Clarisse Vigoureux meurt à San Antonio, le 13 janvier 1865 et est enterrée dans le jardin de Considerant. Quelques temps plus tard, Considerant envoie à son neveu, fils de sa sœur Justine, une lettre qui laisse entendre qu’il a fait fortune au Texas : « Je laisse ici quelques lots de ville qui ne m’ont coûté qu’une bagatelle et qui prendront d’ici quelques années quelque valeur... J’en ai rattrapé le double de ce que j’y avais mis et si cela dure dix ans encore, cela vaudra facilement le décuple ».

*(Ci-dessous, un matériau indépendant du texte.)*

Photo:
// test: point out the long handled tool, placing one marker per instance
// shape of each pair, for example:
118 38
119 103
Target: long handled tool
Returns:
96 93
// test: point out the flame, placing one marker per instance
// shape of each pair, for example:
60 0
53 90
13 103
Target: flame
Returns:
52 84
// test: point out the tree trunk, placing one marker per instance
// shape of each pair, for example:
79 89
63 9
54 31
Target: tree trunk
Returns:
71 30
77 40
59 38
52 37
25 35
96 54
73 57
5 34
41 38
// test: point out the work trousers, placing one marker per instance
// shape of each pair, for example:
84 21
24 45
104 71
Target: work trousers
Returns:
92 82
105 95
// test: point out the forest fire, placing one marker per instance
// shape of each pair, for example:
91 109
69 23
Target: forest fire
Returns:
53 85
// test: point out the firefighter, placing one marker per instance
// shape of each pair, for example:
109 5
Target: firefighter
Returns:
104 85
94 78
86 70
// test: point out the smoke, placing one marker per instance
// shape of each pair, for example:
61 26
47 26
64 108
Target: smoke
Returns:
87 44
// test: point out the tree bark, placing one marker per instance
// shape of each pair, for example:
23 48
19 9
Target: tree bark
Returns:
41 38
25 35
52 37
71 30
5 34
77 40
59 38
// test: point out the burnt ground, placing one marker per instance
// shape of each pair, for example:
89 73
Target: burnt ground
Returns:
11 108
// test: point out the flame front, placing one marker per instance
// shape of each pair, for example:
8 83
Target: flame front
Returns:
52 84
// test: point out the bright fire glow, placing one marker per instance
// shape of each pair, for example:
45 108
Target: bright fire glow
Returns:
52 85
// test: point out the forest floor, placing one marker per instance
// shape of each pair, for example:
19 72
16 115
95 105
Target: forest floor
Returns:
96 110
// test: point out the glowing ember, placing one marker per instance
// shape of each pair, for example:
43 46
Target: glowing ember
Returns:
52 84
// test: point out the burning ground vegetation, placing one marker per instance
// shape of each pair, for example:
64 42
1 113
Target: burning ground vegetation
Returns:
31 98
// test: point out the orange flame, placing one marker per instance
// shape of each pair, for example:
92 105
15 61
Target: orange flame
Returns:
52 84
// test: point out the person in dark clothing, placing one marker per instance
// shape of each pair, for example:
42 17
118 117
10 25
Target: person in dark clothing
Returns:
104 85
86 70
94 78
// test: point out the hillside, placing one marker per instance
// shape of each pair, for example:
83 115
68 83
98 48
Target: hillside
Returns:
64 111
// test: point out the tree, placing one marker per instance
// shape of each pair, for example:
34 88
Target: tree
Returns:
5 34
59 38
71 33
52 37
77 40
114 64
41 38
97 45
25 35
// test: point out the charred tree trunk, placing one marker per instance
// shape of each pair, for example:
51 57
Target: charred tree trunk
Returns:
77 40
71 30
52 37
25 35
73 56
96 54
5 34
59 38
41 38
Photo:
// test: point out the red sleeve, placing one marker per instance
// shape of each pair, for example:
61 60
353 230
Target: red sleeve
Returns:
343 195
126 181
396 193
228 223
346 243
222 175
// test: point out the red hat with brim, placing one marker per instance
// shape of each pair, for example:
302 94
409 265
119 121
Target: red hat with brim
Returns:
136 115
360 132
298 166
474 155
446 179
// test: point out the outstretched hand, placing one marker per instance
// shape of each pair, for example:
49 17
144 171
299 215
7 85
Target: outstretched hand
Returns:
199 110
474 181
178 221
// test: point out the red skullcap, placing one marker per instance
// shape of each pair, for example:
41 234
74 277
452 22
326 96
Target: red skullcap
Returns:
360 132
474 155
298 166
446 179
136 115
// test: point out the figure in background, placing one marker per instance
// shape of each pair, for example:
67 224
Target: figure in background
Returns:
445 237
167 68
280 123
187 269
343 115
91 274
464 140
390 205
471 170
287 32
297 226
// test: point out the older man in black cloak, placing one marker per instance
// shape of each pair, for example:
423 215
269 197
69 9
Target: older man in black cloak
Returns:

Faut-il croire que sa situation s’est rétablie ? Deux lettres de Désiré Laverdant - antérieures il est vrai à la mort de Clarisse Vigoureux, publiées par Gabrielle Cadier-Rey dans sa biographie d’Allyre Bureau donnent un constat bien différent : « Mme Allyre Bureau reçoit de M. Supervielle, ancien sénateur du Texas une lettre qui contient des nouvelles lamentables... Nous avions cru que Victor se tirait d’affaire par un petit commerce avec l’aide du belge Cousin son ami. Celui-ci est lui-même dans un état de décrépitude et Considerant est seul chargé de faire vivre tout ce groupe. Il en est réduit à piocher la terre, et vous pensez si ses bras non habitués à ce rude labeur et qui ne sont plus jeunes peuvent suffire. On le dit bien changé, accablé, épuisé. Une souscription est ouverte chez Melle Beuque rue des Saints-Pères 13 et j’ai commission d’en faire passer le produit à San Antonio par le Mexique ».

Grâce à cette souscription, Considerant et sa femme rentreront en France en 1869 et vivront modestement dans un petit logement rue du Cardinal-Lemaire. Après la mort de Julie en 1880, Considerant sera recueilli par Auguste Kleine, gendre de Clarisse Coignet, ingénieur des Ponts et Chaussées à Laon puis à Paris, qui entoura ses dernières années d’une affection presque filiale et qui fut son exécuteur testamentaire.